I’ve started yet another food project. Sourdough bread!!
I think one can see the logical progress here. Milk fermentation (kefir), vegetable fermentation (sauerkraut), tea fermentation (Kombucha), so why not flour fermentation?! My husband didn’t complain much when I started the milk kefir. Just when I’m processing a new batch. Otherwise he likes the various kefir cheeses I make for him. And he didn’t really complain at all about the Kombucha. The vegetables, well, that’s a whole other story. He does not like the smell of any of the ones I’ve made so far and I try to keep away from him when I’m eating them as well. But the sourdough. . .
I could cut to the end and say how great he thinks it is now. But let me tell you, getting through that initial phase of rather smelliness was hard. I started with what I thought was correct. 50% flour and 50% filtered water. Only I was using the American way of measuring things. So I added 1/2 cup of flour and 1/2 cup of water. That is not 50/50. After a few days of that, and it doing really bad, I looked up more information on YouTube, and found instructions by Teresa. That is when I learned to weigh my ingredients!
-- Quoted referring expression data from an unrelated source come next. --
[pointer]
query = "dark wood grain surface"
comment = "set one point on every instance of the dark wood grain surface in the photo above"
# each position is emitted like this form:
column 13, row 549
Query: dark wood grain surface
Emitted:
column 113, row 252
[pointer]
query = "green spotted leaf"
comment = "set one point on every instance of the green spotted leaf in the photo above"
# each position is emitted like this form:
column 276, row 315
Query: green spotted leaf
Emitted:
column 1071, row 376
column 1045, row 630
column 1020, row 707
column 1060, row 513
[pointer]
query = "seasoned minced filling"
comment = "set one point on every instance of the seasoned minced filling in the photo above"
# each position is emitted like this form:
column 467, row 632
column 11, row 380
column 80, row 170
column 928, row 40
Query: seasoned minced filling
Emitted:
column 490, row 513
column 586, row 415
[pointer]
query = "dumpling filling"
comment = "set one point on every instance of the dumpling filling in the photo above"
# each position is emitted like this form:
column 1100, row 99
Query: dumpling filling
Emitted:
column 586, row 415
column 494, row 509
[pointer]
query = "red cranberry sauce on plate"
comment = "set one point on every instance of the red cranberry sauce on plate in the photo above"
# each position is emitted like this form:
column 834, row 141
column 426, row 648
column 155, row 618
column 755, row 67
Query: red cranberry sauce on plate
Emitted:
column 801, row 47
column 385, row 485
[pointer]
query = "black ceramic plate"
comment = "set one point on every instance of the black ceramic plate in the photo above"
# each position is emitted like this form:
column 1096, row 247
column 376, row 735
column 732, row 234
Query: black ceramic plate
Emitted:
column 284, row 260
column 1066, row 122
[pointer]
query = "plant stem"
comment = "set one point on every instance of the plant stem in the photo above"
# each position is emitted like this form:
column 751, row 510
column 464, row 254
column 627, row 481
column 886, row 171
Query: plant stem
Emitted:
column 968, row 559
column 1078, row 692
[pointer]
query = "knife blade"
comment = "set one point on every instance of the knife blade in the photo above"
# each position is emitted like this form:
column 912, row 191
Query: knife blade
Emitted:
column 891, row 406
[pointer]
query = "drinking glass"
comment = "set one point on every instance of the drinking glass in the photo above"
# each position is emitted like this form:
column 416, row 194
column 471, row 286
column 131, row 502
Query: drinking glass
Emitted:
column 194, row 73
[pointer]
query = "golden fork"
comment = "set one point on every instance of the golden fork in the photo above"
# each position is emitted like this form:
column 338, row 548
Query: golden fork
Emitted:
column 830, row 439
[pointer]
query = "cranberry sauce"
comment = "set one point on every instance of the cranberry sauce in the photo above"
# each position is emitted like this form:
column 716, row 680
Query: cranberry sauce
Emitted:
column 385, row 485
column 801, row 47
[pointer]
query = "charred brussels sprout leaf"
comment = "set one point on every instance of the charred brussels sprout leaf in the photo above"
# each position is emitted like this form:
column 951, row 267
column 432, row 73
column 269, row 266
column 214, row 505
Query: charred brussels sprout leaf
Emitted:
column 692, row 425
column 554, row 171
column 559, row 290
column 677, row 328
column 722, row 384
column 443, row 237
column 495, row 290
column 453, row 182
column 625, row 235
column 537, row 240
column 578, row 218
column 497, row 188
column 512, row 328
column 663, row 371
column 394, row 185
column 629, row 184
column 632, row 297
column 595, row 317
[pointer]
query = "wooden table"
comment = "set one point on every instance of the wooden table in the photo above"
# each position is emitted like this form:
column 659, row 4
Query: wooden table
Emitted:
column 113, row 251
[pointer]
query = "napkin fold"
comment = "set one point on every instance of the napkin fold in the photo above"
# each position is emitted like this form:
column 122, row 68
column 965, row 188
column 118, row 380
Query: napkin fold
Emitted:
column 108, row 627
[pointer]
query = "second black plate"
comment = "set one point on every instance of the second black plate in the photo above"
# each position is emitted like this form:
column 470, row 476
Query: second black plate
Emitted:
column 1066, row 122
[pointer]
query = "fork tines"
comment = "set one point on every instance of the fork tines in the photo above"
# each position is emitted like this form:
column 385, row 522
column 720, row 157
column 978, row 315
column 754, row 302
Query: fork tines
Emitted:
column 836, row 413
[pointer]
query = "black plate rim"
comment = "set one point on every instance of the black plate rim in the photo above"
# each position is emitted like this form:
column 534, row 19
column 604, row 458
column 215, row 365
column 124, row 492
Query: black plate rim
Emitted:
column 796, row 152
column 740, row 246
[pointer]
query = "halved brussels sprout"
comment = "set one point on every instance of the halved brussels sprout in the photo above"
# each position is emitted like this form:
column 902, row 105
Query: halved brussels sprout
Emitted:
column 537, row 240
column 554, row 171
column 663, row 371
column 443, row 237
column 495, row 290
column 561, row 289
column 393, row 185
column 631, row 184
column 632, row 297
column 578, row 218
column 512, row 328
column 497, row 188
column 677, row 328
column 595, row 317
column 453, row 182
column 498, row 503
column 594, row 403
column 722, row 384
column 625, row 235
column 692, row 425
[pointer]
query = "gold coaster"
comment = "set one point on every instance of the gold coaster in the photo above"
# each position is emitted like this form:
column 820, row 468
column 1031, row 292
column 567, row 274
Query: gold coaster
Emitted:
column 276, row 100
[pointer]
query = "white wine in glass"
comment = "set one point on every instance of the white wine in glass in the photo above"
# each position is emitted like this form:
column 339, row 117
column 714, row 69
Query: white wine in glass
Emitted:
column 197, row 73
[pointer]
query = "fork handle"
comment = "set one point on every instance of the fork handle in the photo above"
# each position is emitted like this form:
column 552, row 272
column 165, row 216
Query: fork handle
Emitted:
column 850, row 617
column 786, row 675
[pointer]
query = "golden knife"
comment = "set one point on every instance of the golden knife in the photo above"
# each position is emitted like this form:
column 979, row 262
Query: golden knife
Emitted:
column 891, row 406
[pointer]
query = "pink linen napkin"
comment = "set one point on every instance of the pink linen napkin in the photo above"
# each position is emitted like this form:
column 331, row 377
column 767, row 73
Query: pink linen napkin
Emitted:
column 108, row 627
So, following her instructions, I discarded about half of my starter, and added 60 grams of flour and water. I think it was around that time that I joined the Facebook group as well. Reading their posts and seeing their baked items was (is) inspiring! I read one post where someone named their starter Fernandough. I thought that was the cutest thing, and did the same. After a couple of days, it hit that nasty smelling stage. I actually received a call at work from my husband asking me if he could *please* move Horatio to some other room. He can’t even go into the kitchen with him in there!! That did two things. First, it set the name of my starter to Horatio. And second, I had to move him up to my art room and take care of him daily until that nasty part was over.
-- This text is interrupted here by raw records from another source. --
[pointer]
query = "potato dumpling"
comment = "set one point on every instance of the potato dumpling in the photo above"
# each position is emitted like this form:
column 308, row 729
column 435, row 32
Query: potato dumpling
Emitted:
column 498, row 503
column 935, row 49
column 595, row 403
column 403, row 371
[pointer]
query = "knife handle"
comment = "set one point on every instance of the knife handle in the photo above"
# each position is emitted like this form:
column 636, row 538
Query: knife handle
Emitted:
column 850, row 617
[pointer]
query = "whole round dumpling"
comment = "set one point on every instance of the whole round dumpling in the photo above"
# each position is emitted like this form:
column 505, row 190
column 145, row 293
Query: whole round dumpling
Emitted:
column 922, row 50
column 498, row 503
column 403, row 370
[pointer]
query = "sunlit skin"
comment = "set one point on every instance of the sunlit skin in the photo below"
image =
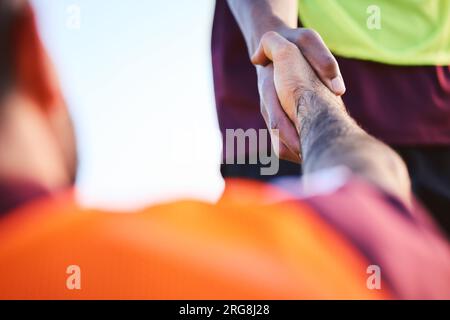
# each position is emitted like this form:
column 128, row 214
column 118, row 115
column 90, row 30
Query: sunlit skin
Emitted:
column 255, row 18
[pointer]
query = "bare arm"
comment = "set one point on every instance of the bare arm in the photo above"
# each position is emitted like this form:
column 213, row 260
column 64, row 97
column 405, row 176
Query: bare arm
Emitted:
column 329, row 136
column 256, row 17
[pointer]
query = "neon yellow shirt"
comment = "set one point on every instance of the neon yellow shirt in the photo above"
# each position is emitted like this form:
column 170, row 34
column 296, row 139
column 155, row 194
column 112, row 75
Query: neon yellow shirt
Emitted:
column 400, row 32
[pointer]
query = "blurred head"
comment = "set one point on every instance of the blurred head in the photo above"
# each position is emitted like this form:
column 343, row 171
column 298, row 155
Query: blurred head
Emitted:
column 37, row 140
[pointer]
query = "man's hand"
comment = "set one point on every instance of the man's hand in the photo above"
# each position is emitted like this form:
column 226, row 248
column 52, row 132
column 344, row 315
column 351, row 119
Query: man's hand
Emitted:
column 279, row 124
column 292, row 76
column 325, row 66
column 329, row 137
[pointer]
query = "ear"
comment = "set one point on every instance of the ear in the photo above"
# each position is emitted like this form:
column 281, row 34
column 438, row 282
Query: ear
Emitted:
column 33, row 72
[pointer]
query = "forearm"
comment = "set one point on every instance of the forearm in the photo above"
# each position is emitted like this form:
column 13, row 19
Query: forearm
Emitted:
column 256, row 17
column 329, row 138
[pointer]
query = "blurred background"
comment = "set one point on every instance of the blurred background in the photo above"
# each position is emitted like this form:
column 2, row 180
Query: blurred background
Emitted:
column 137, row 79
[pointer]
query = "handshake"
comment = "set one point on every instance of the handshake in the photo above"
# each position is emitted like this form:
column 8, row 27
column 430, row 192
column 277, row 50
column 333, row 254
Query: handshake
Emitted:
column 287, row 82
column 306, row 113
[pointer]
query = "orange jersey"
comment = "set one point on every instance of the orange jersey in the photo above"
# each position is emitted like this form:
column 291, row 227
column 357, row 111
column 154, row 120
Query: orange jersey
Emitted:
column 240, row 248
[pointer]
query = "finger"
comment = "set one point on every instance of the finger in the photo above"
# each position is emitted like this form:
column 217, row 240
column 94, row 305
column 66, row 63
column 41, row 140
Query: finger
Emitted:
column 277, row 121
column 320, row 58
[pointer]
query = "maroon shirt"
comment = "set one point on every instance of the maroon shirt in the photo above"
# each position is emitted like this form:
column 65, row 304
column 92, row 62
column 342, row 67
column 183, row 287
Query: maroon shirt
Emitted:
column 400, row 105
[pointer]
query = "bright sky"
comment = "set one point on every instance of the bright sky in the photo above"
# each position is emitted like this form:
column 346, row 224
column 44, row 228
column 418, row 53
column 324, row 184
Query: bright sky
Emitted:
column 137, row 77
Fast forward a few days, and I tried making my own bread. It didn’t go over well. I didn’t quite understand the stretch and fold technique (and the recipe I tried said I didn’t have to actually), and I didn’t let it bulk ferment for very long at all. I did set my oven to 500 degrees to start and then cooked my bread on a pizza stone. But it flopped. Or more accurately, it never rose.
Not to be deterred, I went back to the internet and found the classes by Teresa. I continued to feed Horatio (who is now back in the kitchen), and went through the first lessons on sourdough bread. After watching and reading them once, I sat down on the weekend and went through them carefully while making my own loaf. I’m proud to say that I came out with the loaf pictured above!